By Liat Ben-Zur
Picture the economic landscape as a vast pyramid. For decades, the base was built on information scarcity. Companies that controlled access to data, knowledge, or specialized content could charge premium prices. Lawyers’ billable hours were justified by their exclusive access to legal precedents. Financial analysts commanded high salaries for synthesizing market reports. Consultants earned six-figure fees for gathering and presenting industry insights.
AI is turning that pyramid upside down.
What was once scarce became abundant overnight. What commanded premium pricing became freely available. If your primary value lies in gathering, organizing, or presenting information that AI can generate, you’re not just facing competition—you’re facing extinction.
Chegg’s experience offers a perfect case study of this broader transformation. Its vast library of curated academic solutions, built through years of human effort and millions of dollars in investment, was rendered worthless the moment AI could generate equivalent answers for free.
Zoom out, and the lesson isn’t about permanent zero pricing. It’s about gravity. Generative AI keeps dragging the cost of answers down, until what used to be scarce and paid becomes abundant and nearly free. And this same pattern is rippling through countless other industries: legal research, financial analysis, market research, technical documentation, even creative writing.
Every leader must now ask: When AI can generate reports, draft code, analyze data, and synthesize information at machine speed and zero marginal cost, what human capabilities remain genuinely valuable?
The answer lies in climbing to higher ground on the cognitive hierarchy—ascending from information processing toward higher-order human capabilities that AI cannot currently, and may never, authentically replicate.
The New Value Hierarchy: Four Critical Shifts
Understanding where value is migrating is mandatory for survival. Leaders who recognize these shifts early can reposition their organizations, their teams, and themselves before the wave hits. Those who don’t risk waking up to a Chegg-style reversal.

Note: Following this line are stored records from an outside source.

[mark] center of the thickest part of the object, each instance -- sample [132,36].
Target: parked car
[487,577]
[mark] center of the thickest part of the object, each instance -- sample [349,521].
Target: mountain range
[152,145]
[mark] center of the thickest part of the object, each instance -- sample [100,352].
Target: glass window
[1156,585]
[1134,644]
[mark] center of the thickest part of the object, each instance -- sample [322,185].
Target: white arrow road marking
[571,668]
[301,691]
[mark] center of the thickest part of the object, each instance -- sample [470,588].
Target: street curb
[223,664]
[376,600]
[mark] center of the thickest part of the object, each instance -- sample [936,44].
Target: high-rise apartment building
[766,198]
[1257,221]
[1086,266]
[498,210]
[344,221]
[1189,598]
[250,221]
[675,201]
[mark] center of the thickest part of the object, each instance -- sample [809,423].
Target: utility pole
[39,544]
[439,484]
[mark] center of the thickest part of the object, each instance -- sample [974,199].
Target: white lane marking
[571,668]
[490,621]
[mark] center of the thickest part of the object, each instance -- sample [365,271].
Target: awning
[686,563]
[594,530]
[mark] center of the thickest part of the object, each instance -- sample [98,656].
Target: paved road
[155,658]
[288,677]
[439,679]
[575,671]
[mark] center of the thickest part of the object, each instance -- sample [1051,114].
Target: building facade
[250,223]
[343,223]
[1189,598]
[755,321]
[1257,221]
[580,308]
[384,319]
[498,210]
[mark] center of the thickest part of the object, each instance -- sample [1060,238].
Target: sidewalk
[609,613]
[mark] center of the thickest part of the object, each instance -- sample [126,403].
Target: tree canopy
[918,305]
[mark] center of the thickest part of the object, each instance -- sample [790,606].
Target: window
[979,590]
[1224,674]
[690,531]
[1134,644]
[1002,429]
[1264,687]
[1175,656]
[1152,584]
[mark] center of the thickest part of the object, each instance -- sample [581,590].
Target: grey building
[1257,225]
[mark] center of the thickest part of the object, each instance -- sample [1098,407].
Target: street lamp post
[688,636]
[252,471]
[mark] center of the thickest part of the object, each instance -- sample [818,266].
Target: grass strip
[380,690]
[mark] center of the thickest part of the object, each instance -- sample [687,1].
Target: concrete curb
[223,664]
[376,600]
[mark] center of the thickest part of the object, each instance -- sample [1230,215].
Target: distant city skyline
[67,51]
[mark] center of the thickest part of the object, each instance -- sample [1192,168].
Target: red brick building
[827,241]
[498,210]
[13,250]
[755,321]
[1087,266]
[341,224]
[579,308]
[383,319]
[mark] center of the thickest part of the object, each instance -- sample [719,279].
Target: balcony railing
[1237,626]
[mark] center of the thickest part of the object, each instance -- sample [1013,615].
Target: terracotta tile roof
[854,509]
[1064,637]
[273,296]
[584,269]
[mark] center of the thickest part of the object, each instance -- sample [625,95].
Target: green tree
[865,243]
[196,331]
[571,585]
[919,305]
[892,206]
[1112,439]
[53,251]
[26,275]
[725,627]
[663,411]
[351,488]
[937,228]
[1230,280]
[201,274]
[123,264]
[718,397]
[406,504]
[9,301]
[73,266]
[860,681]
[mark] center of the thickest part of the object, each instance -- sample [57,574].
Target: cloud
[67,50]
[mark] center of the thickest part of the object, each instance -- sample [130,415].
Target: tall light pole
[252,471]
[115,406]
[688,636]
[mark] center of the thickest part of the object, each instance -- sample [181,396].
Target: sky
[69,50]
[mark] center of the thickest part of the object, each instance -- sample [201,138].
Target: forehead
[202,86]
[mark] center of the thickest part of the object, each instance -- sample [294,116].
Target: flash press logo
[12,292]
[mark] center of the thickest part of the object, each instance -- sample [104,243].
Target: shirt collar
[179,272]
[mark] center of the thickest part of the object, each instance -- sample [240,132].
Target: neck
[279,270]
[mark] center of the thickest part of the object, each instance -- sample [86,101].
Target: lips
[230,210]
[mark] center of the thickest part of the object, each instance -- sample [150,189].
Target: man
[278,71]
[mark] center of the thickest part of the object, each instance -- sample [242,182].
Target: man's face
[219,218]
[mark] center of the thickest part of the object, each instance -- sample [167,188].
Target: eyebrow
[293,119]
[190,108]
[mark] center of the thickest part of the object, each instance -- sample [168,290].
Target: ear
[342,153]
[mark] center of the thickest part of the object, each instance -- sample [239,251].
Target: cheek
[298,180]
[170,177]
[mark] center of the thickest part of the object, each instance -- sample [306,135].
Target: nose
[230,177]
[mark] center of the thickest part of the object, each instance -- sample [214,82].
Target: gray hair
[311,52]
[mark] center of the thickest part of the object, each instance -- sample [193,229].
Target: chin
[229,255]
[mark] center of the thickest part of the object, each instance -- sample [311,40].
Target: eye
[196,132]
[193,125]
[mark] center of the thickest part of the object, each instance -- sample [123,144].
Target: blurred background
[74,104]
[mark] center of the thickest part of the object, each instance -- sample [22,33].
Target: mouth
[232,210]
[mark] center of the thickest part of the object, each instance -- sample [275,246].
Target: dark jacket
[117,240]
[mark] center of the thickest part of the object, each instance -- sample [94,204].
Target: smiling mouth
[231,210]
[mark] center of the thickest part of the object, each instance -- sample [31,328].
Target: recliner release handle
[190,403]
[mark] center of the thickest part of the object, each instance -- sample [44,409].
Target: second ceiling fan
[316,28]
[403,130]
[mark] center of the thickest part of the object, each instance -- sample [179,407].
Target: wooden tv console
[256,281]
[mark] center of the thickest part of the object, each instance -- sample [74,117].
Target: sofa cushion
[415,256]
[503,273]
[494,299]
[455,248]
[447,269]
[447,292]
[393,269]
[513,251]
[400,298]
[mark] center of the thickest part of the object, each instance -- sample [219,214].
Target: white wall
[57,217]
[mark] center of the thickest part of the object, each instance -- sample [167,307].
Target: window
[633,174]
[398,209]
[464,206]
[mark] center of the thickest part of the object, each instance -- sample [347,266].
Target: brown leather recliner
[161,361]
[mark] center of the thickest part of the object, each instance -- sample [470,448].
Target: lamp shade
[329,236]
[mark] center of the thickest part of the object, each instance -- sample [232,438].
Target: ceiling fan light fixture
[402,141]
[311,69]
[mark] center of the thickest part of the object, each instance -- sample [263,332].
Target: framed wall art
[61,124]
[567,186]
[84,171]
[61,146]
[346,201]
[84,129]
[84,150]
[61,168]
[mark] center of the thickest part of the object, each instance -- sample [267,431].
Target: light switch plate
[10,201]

Shift 1: From information retrieval to insight generation.
In an AI-abundant world, knowing facts is table stakes. Value moves to those who can frame the right problem, interrogate the answer, and translate it into a decision that holds up in the real world. That means spotting bias in AI outputs, sanity-checking sources, and combining machine-generated input with context that only humans can see: incentives, trade-offs, edge cases, politics, interpersonal relationships and the messy constraints of actual life.
Shift 2: From content volume to curated wisdom.
We’re drowning in information and starving for wisdom, and AI is about to make both problems exponentially worse. As AI floods the market with content, the ability to distinguish signal from noise becomes precious. The rare skill is discernment. Human value shows up as ethical judgment, contextual understanding, and the ability to guide choices when there isn’t a tidy right answer.
Think about any executive team staring at dashboards full of AI-generated research. The advantage no longer goes to the person who brings more KPIs. It goes to the one who can say, “‘Of the forty metrics on this dashboard, these two are the ones worth acting on, and here’s why the others are a distraction.”
Shift 3: From general competence to deep mastery.
AI is excellent at broad proficiency because it learns patterns from what already exists. What it cannot reliably reproduce is lived depth. The kind of mastery that comes from years inside a domain, from seeing the exceptions, the failures, the weird corners, and the human costs. Deep experts don’t just know more. They notice what the model misses, anticipate second-order effects, and make calls in situations that have no precedent. That level of intuition and responsibility stays distinctly human.
A junior product manager (PM) with a great prompt can ship a competent feature spec. A veteran PM knows which customer segment will revolt, which constraint will break at scale, and which “obvious” idea will quietly poison trust with customers six months later. That depth is not pattern matching. It’s scar tissue.
Shift 4: From transaction exchange to trusted partnerships.
The final shift may be the most profound: from doing business to building relationships. As AI handles more routine transactions like scheduling meetings, processing orders, answering basic questions, and even conducting initial negotiations, human value concentrates in the spaces where trust, empathy, and psychological safety matter most. The uniquely human capacities for navigating complex social dynamics and establishing genuine trust become critical differentiators.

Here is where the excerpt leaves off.